Responding to the Guardian a spokeswoman for King’s College Hospital NHS foundation trust said: “Bed capacity management in a hospital setting is detailed and complex. These calculations over-simplify a much more nuanced picture.

“We have been using sophisticated modelling to plan for winter, forecast for a potential second surge in coronavirus patients, and manage the expected number of emergency patients.

“Our capacity planning includes repurposing wards and other clinical areas; working in collaboration with partners across south-east London, as we did during the peak of the pandemic, to ensure patients receive appropriate care for their needs; and reducing inpatients’ length of stay, including the repatriation of patients who have been referred to us for specialist care back to their local hospital.”

Table of all trusts

Five other trusts would be at least 10% overcapacity if they added either April or May’s coronavirus patients to last winter’s demand: Walsall Healthcare NHS trust, Countess of Chester hospital NHS foundation trust, East Cheshire NHS trust, Northampton general hospital NHS trust and Blackpool Teaching hospitals NHS foundation trust.
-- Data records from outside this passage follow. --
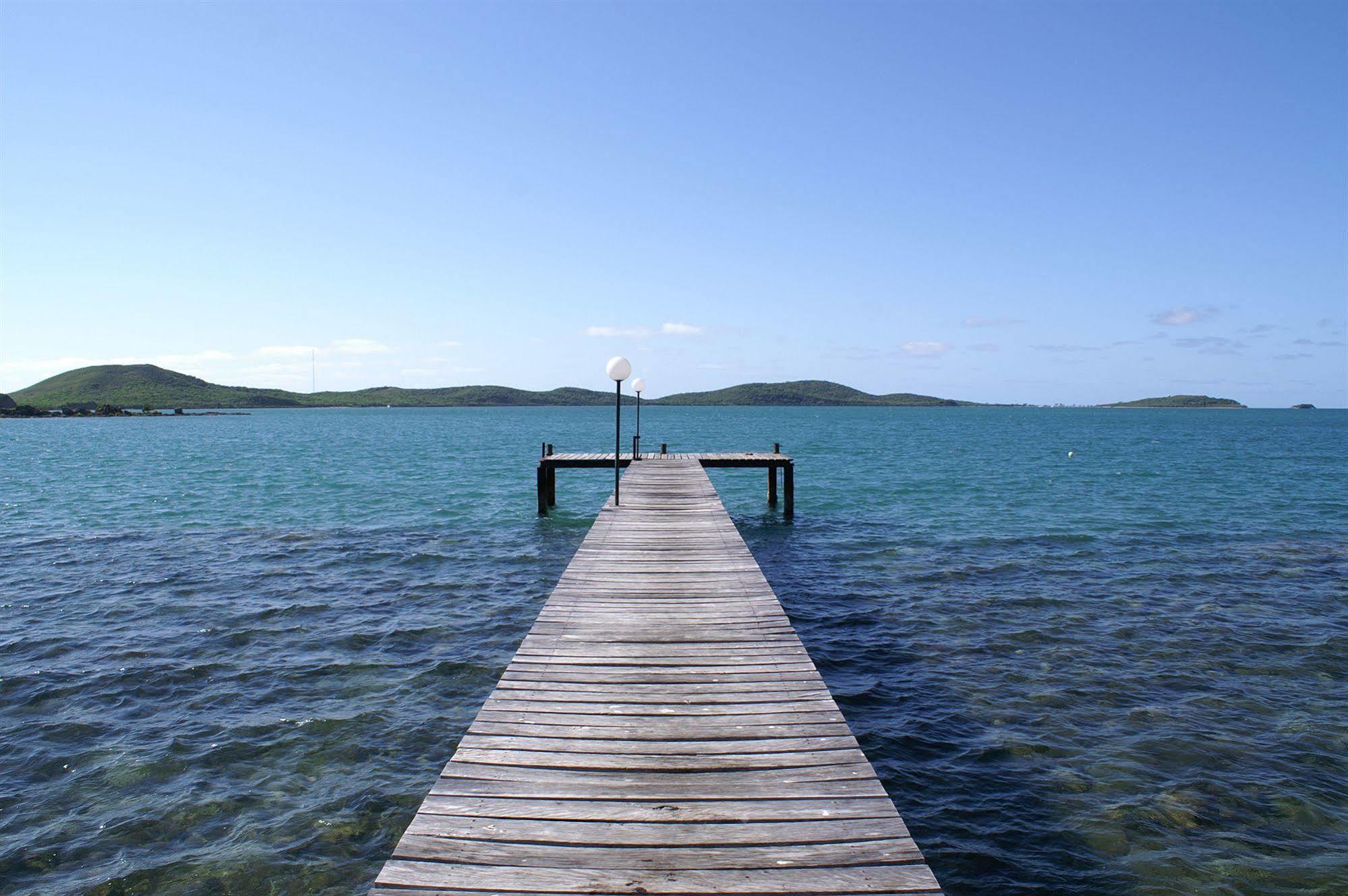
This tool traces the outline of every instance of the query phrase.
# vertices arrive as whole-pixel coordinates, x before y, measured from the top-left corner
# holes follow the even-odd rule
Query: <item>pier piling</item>
[[[628,468],[372,896],[940,896],[717,457]]]

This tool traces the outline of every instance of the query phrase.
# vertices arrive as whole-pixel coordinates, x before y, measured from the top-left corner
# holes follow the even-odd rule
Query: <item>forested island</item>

In response to requests for comment these trusts, all said they had developed or are developing plans for any surge of patients in the winter, including additional equipment, staff and critical care beds and pointed to collaboration with nearby hospitals or the private sector and the management of patients in their own homes.

While trusts were not overwhelmed at the height of lockdown, this was at the cost of the cancellation of a large number of routine appointments, scheduled operations and cancer referrals.